Na jakiej podstawie? Otóż art. 48 ww. ustawy stanowi, że odprawy w tej wysokości przysługują pracownikom, "z którymi rozwiązanie stosunku pracy nastąpiło w latach 2000 - 2003 z przyczyn dotyczących zakładu pracy [PKP]".
Sąd Rejonowy w Kutnie przyznał je, natomiast Sąd Okręgowy w Łodzi odmówił. Ponieważ PKP działa na terenie całego kraju, a redukcje były znaczne, sprawy takie i wątpliwości tego rodzaju oraz rozbieżności w wyrokach pojawiały się też w innych sądach, a nawet w Sądzie Najwyższym.
Chodziło zaś o interpretację powyższego sformułowania z art. 48. W sprawie kutnowskich pracownic kolei ich pełnomocnik mec. Ryszard Kowalczyk argumentował, że wykładnia gramatyczna sformułowania nie pozostawia wątpliwości, iż wyższe świadczenia należą się wszystkim zwolnionym w 2000 r., a więc także przed wejściem w życie ustawy.
Sąd Najwyższy nie podzielił tej argumentacji. - To nie najzręczniejsza legislacja, ale nie ma wątpliwości, że wyższe odprawy związane były z restrukturyzacją PKP (zresztą nie pierwszą i nie ostatnią) przewidzianą w tej właśnie ustawie - powiedział w uzasadnieniu sędzia Józef Iwulski. - Dlatego wyższe odprawy należą się tylko zwalnianym po 27 października.

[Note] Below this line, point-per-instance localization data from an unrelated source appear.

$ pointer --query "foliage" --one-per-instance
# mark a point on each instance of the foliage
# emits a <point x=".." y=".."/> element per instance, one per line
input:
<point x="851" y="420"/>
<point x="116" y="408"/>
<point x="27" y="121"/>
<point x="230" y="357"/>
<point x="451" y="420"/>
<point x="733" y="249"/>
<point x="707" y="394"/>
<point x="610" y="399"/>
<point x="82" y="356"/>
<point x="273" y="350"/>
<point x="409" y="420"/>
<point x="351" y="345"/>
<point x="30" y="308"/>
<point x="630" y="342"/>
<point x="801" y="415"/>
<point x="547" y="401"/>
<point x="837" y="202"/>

Należy dać pierwszeństwo funkcjonalnej wykładni. Jeżeli zaś jakiś przepis jest niejasny, budzi wątpliwości (jak art. 48), to należy przyjąć, że ma obowiązywać na przyszłość, od wejścia ustawy w życie. Pracownicy PKP (w tym powódki) bez tego mieli wyższe niż inne branże gwarancje przy zwolnieniach (sygn. I PK 278/03).
Zagadnieniem tym zajmował się też jesienią ubiegłego roku poszerzony skład SN, który zajął identyczne stanowisko w uchwale siedmiu sędziów; wkrótce ma być opublikowana (jej sygnatura: III PZP11/03).